Physical therapy can also play a role in the success after a RC surgery, but often varies widely between therapists and typically orthopedic surgeons do not choose their therapist.²⁸ Physical therapists may consider mechanisms involved in the genesis of tendon injury, but the treatment of both tendinopathy and subsequent RC repair is based on the impairments.²⁹ Research supports strengthening the scapular stabilizers and RC muscles, addressing flexibility of the posterior shoulder structures, pectoralis minor muscle, the thoracic spine (with postural education), and activity modifications designed to reduce pain and disability from RC tendinopathy.^30‐32 There is a bias seen with exercise programs to target outlet impingement, which is an extrinsic mechanism.²⁹ Limited evidence exists to support therapeutic exercise and manual therapy for the treatment of RC tendinopathy.²

The purpose of this clinical commentary is to present the findings of a literature review identifying various mechanisms proposed for the development of RC tendinopathy. These mechanisms, or factors associated with RC tendinopathy will then be discussed with emphasis on the supporting evidence.

METHODOLOGY

Pubmed, Medline, Cinahl, PEDro, and Cochrane databases were electronically searched, limiting articles to those published in the English language between the years of 2005 and 2012. Search terms included: intrinsic mechanisms, tendinopathy, stem cells, biologics, platelet‐rich plasma (PRP), healing, RC tears, full‐thickness tears, tests, impingement, imaging, ultrasound, magnetic resonance imaging (MRI), radiograph, shoulder advances, treatment, diagnoses, tendon disorders, pathogenesis, matrix metalloproteinase, injections, and RC repair. Over 150 abstracts were reviewed and 43 articles were analyzed for quality and relevance using the University of Alberta Evidence Based Medicine Toolkit.

DEFINING TENDINOPATHY

It is important that tendinopathy, tendinitis, and tendinosis are systematically defined, in order to ensure that healthcare providers are effectively communicating regarding the condition to be treated.

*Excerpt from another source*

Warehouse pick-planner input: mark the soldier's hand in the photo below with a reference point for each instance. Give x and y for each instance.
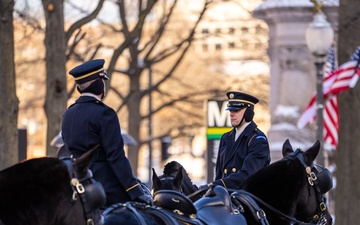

A tendinopathy is an overuse condition that manifests itself as pain in and around tendons²⁸ and happens when the body fails to regenerate properly.³³ This painful condition is associated with tendon disorganization and thickening that reduces its physical properties, which causes the tendon to fatigue, further exacerbating the painful condition with ultimate failure.³³ Tendinitis, which is usually painful, is a generic term that has to do with overuse, irritation, strain, degeneration and poor mechanics.³³ Degenerated and disorganized collagen that has increased vascularity and cellularity without obvious inflammatory cells is termed tendinosis.^33,34 Tendinitis and tendinosis represent tendon pathology and are subsets of tendinopathy.²⁹

Tendons must be able to handle tensile loads and their ability to do so relies on Type 1 collagen.³⁵ However, a key feature of tendinopathy can be seen through collagen structure analysis by showing the disruption of tendon microarchitecture, which helps to understand the response to variable amounts of cyclic loading.^35‐37 The aging process and repetitive use of tendons are thought to be contributors to RC tendinopathy.³⁵ The three general areas of tendinopathy that have been described in the literature are bursal sided, articular sided, and mid‐substance.^38,39

RC tendinitis is a term used to described chronic and acute conditions that involve the inflammatory process.²⁹ Histological research shows that there are a minimal number of inflammatory cells present in RC tendons and subacromial bursa.⁴⁰ RC disease has traditionally been thought to be a progressive disorder.⁴¹ Neer believed the process started with tendonitis, then progressed to tendinosis with degeneration and partial thickness tears, and finally resulted in full thickness tears.⁴¹ RC tendinosis is the diagnostic label for tendon pathology that is degenerative with or without inflammation,²⁹ whereas RC tendinopathy is used to signify a combination of pain and impaired performance associated with injury to the RC tendons.^42,43

INTRINSIC MECHANISMS

RC tendinopathy occurs for a multitude of reasons.Intrinsic mechanisms are associated with the tendon itself and can be from aging,^44,45 altered biology,^46‐48 microvascular blood supply,^38,41,49 degeneration, tendon overload, overuse, or trauma.^50‐52 Intrinsic factors that contribute to RC tendon degradation with tensile/shear overload include alterations in biology, mechanical properties, morphology, and vascularity (See Table 1 for a summary of cellular changes associated with intrinsic mechanisms).^{29,46‐48,53,54}

Table 1.

Proposed cellular changes associated with intrinsic mechanisms of rotator cuff tendinopathy

Cellular changes associated with injury, reduced mechanical stimulation, certain medications, etc.: 166‐173 Increased matrix metalloproteinases (MMP); Reduced tissue inhibitors of MMP (TIMPs); Tendon cell apoptosis; Insulin‐like growth factor (IGF‐1); Nitric oxide synthetase (NOS); Chondroid metaplasia of the tendon and matrix changes; Fatty infiltration (following tears); Cytokines; Caspases

NOTE: All of these changes negatively affect the turnover rate of collagen, adversely affecting collagen proliferation, and likely lead to tendon changes such as degeneration and apoptosis.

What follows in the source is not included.